真珠落ちて月夜となりぬ蟻地獄

句会のお題が真珠でした。



  晩夏光トレドの真珠読み返す


句友、飛行船の句。「トレドの真珠」という小説があるというので読む。作者はメリメ。


エトルリヤの壷―他五編 (岩波文庫 赤 534-1)

エトルリヤの壷―他五編 (岩波文庫 赤 534-1)


文庫本で3ページ。トレドの真珠と呼ばれる美女に横恋慕した回教徒で黒人の騎士が、彼女の愛人である騎士に果たし状を突きつける。決闘の結果黒人の騎士は槍に貫かれるが、甘言でトレドの真珠を呼びその美しい顔を傷つけて死ぬ。


デジャブ!


このトレドの真珠のその後が、河野多恵子の「後日の話し」とだぶる。
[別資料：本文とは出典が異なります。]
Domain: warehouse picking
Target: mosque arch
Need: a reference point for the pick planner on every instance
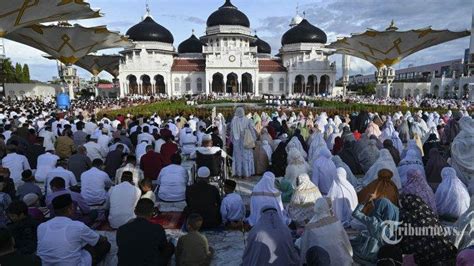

http://d.hatena.ne.jp/gonbey/20110531
自然に両方の話しを読むことになった偶然が嬉しい。短編と長編の違いもよくわかる。
しかし黒人回教徒とかベニスの商人ユダヤ人とか差別だと思うと共に、昔から異人種と深く交わっていたヨーロッパ文化も一筋縄ではいかないと思う。思うだけだけど。